Se o ângulo religioso é preocupante, incorporar ideologias políticas na IA é igualmente preocupante. Nos últimos anos, vimos como as forças políticas procuram moldar a narrativa em torno da IA. O governo chinês, por exemplo, está a pressionar por sistemas de IA que priorizem a harmonia social e a agenda política do Estado, utilizando a IA para monitorizar e controlar os seus cidadãos. Na mesma linha, a ascensão da IA ​​nos países ocidentais, e particularmente nos EUA, apresenta os seus próprios riscos. Pense em sistemas de IA que possam refletir e reforçar agendas autoritárias, moldando as suas decisões de acordo com um conjunto restrito de valores políticos.

A própria essência da IA ​​– a sua capacidade de processar grandes quantidades de dados e tomar decisões de formas que podem parecer opacas para os utilizadores humanos – pode ser facilmente manipulada para fins ideológicos. Se os sistemas de IA forem programados para dar prioridade a certas ideologias políticas em detrimento de outras, poderão funcionar como ferramentas de opressão ou coerção. Uma IA controlada pelo Estado, por exemplo, poderia tomar decisões que minam as liberdades básicas, tal como uma IA com motivação religiosa poderia marginalizar os não-crentes. Quando o algoritmo se alinha com ideologias políticas ou religiosas, deixa de ser uma ferramenta neutra e transforma-se num aplicador partidário de crenças específicas.

Este tipo de IA representa uma ameaça fundamental para a sociedade democrática, onde o pluralismo, o debate e os direitos individuais são valorizados. Se não for controlada, poderá reforçar o status quo e reprimir a dissidência. A história fornece inúmeros exemplos de como a ideologia, seja ela religiosa ou política, tem sido usada para justificar a opressão. A IA, como a próxima fronteira no desenvolvimento tecnológico, não deveria ser convidada a repetir esse erro.

O anúncio de Anwar é ainda mais preocupante num contexto malaio que assistiu ao aumento do controlo estatal dos meios de comunicação social e ao aumento do poder das autoridades religiosas. O governo de Anwar já mostrou as fraquezas da sua estratégia de apelar aos votos conservadores malaios, uma vez que os malaios permanecem em grande parte leais à oposição. Pelo contrário, o impulso de Anwar para a agenda religiosa é um impedimento para os seus próprios apoiantes e pode pôr em perigo os frágeis direitos das minorias religiosas da Malásia.

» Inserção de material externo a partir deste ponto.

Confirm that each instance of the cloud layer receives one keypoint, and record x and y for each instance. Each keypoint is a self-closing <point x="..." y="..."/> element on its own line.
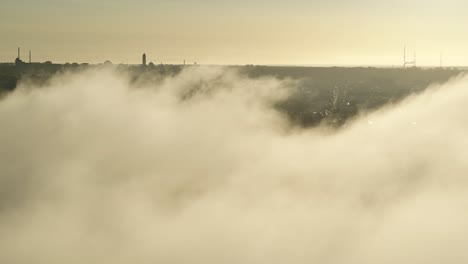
<point x="200" y="168"/>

Um apelo à IA ética e não religiosa

O apelo do Primeiro-Ministro Anwar para integrar os valores islâmicos na IA pode ser uma tentativa mal pensada de introduzir clareza moral numa tecnologia nova e poderosa. No entanto, a realidade é que a religião é uma estrutura inadequada para a ética da IA. A IA deve ser programada com uma bússola ética mais ampla – que seja pluralista, flexível e baseada em valores humanos partilhados, como equidade, justiça e igualdade. O futuro da IA ​​não deve ser um campo de batalha para ideologias religiosas ou políticas, mas um domínio de colaboração, criatividade e raciocínio ético que respeite a diversidade da experiência humana – tanto na Malásia como no mundo como um todo.